At least Jason has an excuse. He's working crazy hours this week and is out of the house by 5 a.m., so he has to get up at 4:30. I get up with him to make him his lunch and coffee and get him out the door, because he is so not a morning person, it's scary. But then I go back to bed and sleep until 7. So I'm not sure why I'm ready to climb into bed and go to sleep before the sun is even down in the evening.
I think much of it is the injury. I've been trying to keep my arm out of the sling during the day, so by the time I'm done with work, I'm hurting. Most of the time I'm able to hold my arm in a way that doesn't tax my shoulder too much, but I frequently jostle it or try to pick up something a little too heavy, or I just get tired. So all I want to do when I get home is prop my arm on a pillow, take a couple of Lortabs, and veg out.
I am also quite a source of amusement to Jason, who finds nothing more hilarious than me, whining and feeling sorry for myself. Last night I was trying to change out of my work clothes and simply could not get my bra and shirt off, to the point that my bra was still hooked over my left shoulder but hanging out of the neck of my shirt, and I'm trying with one arm to lift my shirt over my head but can't quite reach, so I'm flailing around like a total spaz (and please, no emails about how insensitive that term is to the disabled -- it's funny, OK? Plus I work for the benefit of disabled kids, so I'm allowed to be an asshole from time to time). I'm hanging my head in frustration, and my lower lip is pushing further and further out as I commence pouting. Jason takes one look at me and starts laughing his ass off, the kind where he's laughing so hard he's not even making any noise, just silently wheezing. I was afraid he was going to bust something. (He did the same thing the last time we went to the movies, when one of those fake movie ads came on where there's this big action sequence and then you hear a baby start to cry and the words "silence is golden" come on the screen. I was totally faked out by it, and said, loudly, "Oh, come on," in an exasperated tone, thinking that some bonehead had brought an infant to see Talladega Nights. Jason was so hysterical with laughter he had tears in his eyes. Anyway.)
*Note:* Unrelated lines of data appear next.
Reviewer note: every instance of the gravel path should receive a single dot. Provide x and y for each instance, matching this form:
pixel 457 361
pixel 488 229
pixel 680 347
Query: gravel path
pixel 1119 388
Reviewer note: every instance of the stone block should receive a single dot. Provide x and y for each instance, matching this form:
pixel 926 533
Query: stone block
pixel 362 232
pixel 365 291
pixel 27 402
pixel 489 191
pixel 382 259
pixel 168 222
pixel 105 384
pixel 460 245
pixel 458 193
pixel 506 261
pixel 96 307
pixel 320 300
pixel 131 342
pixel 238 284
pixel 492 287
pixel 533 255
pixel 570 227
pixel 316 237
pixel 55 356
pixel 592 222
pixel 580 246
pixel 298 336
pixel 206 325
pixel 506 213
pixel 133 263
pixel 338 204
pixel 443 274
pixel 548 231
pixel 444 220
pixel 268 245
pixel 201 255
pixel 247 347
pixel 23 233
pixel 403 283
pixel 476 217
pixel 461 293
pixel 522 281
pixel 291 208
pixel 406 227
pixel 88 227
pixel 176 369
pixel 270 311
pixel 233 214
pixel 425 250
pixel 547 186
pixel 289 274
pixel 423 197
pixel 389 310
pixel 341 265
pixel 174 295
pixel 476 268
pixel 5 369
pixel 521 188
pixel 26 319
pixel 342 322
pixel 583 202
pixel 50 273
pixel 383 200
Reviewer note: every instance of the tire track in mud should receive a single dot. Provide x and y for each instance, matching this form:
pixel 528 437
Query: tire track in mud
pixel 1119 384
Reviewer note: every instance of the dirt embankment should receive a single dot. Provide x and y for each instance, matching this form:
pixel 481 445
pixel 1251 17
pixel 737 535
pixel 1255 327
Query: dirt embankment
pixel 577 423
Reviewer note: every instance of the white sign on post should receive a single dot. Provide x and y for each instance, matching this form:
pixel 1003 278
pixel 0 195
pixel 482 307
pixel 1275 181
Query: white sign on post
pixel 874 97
I finally managed to get my pajamas on and got into bed. We were lying there watching Whose Line is it Anyway? when I had a premonition that we would be doing the exact same thing -- having trouble dressing ourselves, watching corny tv shows, going to bed when the sun was still up -- when we're 80. That made me smile, because I'd like to still be with Jason, having fun and giggling about everything, when I'm 80. But I'm not quite ready to be 80 yet. So come on, shoulder. Heal!